5回裏 俺たちは天才じゃない
インコース高めにストレート、
打者の眼に近く精確なバットコントロールを許してしまうが、
打者がもっともバットを振りにくいコース、
かつ、打者の手元にもっとも近い位置に投げれば、
バットを加速する空間がない。
(インハイ!)
超速球、屋敷の技量でも打球操作ができる時間がない。
そして投げた泡坂すらも意図していないことだが、
顔面近くにボールがむかい『死』を予感させたことにより、
屋敷はそれを回避するため本能的にバットを振りだすことになる。
振りかざしたバットを上から打ち下ろす打球は屋敷泡坂今村3名の視野から消え打球音だけが残響左膝の痛みに気づいたのは1塁手の風祭1塁ベースに衝突しその跳弾が脚に衝突グラウンドに転がりながらボールをつかみ投手・泡坂にむかって指示を送る。「カヴァー!」ぶつかった衝撃で塁そのものが抜けている! それでも踏みこむべきは1塁ベースがあったその位置だ。そのルールを二人は理解している。泡坂と屋敷が原始的に走る。倒れながらの風祭の送球がブレた、キャッチする泡坂、駆けこむ屋敷、同時に泡坂が、仰向けに倒れながら左腕で振り向きざまのバックタッチを狙う、屋敷がそれを見越して超低空のヘッドスライディング、グラウンドで交錯する二人が必死だ。
*
「そもそも『投げる』とか『打つ』とか特殊な動作なのよ。人間の本能に根ざしていないスポーツなの。『野球』ってルールがなかったら意味のない才能だからね」と屋敷。

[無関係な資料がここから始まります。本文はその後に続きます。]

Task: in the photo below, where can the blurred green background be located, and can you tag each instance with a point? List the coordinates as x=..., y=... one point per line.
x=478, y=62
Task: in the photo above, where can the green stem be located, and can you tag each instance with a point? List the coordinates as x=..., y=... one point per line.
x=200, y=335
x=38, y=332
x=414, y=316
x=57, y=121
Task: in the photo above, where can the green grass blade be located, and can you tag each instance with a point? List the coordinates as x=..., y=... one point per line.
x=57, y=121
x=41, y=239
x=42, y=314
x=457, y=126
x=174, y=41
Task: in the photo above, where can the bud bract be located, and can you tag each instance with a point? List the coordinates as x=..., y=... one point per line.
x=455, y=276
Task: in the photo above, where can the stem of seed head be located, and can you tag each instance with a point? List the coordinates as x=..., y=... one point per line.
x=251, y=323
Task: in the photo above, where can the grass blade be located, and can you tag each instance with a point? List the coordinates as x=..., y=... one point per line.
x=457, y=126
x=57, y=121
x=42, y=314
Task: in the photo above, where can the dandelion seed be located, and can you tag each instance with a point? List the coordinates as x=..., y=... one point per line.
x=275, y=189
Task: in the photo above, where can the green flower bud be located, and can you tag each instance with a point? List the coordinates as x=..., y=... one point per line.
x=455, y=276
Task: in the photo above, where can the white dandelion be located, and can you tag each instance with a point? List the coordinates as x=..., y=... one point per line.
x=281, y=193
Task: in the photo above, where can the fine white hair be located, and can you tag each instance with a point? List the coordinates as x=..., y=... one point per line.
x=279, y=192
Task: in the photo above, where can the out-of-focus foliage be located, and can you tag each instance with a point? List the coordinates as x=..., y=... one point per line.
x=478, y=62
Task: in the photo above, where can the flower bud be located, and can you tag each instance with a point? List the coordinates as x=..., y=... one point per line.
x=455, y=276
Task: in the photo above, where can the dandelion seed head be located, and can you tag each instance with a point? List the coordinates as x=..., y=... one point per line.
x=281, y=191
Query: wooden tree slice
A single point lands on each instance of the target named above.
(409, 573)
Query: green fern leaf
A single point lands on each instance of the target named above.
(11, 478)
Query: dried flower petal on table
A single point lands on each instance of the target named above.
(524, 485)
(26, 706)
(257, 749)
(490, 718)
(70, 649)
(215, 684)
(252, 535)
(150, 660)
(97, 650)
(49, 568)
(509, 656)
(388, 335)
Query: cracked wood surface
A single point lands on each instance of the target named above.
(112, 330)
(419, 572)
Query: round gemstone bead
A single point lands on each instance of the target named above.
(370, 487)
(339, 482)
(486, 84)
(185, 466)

「俺たちはルールに守られてるか弱い存在なんだよ」と泡坂。
「二人ともそうやって自分を卑下して逆に持ち上げるの、うざったいです」と夙夜。
「俺が言いたいのはさ……」と屋敷。
「俺たちは天才じゃないってことだよ。俺にしたってまだ高校生相手に活躍してるだけのアマチュアなんだから。プロで大人相手に活躍してこその『天才』。俺たちはまだなにも成し遂げていない。明後日の試合なにをしたってどうしようもない」
「同意見」と屋敷。
*
審判の判定は「セーフ!」
巨人の下敷きになった屋敷が叫ぶ!
「アウトだ!!」
(おまえがなんでアウトを求めるんや? 言い間違え? こんなときに冗談?)
罠。
「3塁!」
時間をつくられた。今村の引きつった声、起き上がった泡坂が3塁送球、だが走っていた桜を刺すことはできない。2死1、3塁。
「俺たちは全員天才だな」
桜がグラウンドを見回してそう言った。この場所に弱者は一人もいない。
起き上がった屋敷がユニフォームの土汚れを払いながら言った。
「日和っちまった。あんなんホームランとか打てんでしょ誰にも。あっ大丈夫左膝? 俺のせいだなよな風祭先輩。また大事な試合で負傷退場?」
相手の顔を覗きこむ屋敷。
「黙れ……」
痛んだ箇所を押さえ、風祭は駆けつけたベンチメンバーからの治療を拒否する。
泡坂はマウンドに戻る。どんな反応もしめさない。
HRは打たれずともこの結果は……、
彼は完全に敗北した。
少なくともこの試合に限って『格付』は済んでしまった。屋敷>泡坂と。
過去最高の投球を披露しながらHRを狙った屋敷を止められなかった。
勝ちはしなかったが負けもしなかった屋敷はつぶやく。
「大山鳴動鼠一匹。情けない先輩ですまない……」
結局これまでと同じシングルヒット――屋敷に満足はない。
(今が同点9回裏、桜が2塁ランナーだったら俺の内野安打と桜の走塁でホーム生還、こっちのサヨナラ勝ちだったんだが。そう上手くはいかんな)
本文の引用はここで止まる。